Maybe you can solve it with a workflow configuration like the attached image.

HansS · June 4, 2019, 5:01pm

Hi @morpheus and @qianyi,

I don t know the structure of both csv files. But if the total records in both files matches and they are in the same order on your key-column then you can use a Column Appender node instead of a Joiner node. This will speed up the matching part.

qianyi · June 5, 2019, 12:27am

Hi @morpheus,

Thanks for your reply.
I have tried what you have suggested and finally failed. But I think perhaps it can be done if I could make some change to the workflow.

I will prepare for uploading my workflow later with a part of data (which has been normalized), help to understand the data and the workflow operation.

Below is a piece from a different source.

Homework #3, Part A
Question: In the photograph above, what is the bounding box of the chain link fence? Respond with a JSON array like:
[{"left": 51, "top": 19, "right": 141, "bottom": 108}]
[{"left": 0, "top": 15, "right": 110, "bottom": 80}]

qianyi · June 5, 2019, 12:32am

Hi @HansS,

Thanks for your advice.
The total record and the key column are different, so Column Appender should not help in this task.
Please find the workflow with the data which I will upload in next reply.

qianyi · June 5, 2019, 6:02am

I realized this prolem is not only a Joiner node problem, it is a large file merge issue.
So I uploaded my workflow in a new topic here:
https://forum.knime.com/t/how-to-merge-large-files-without-memory-overflow-in-knime/15386

Please see more information and give your advice there.

Thanks again!

system · December 4, 2019, 6:02pm

This topic was automatically closed 182 days after the last reply. New replies are no longer allowed.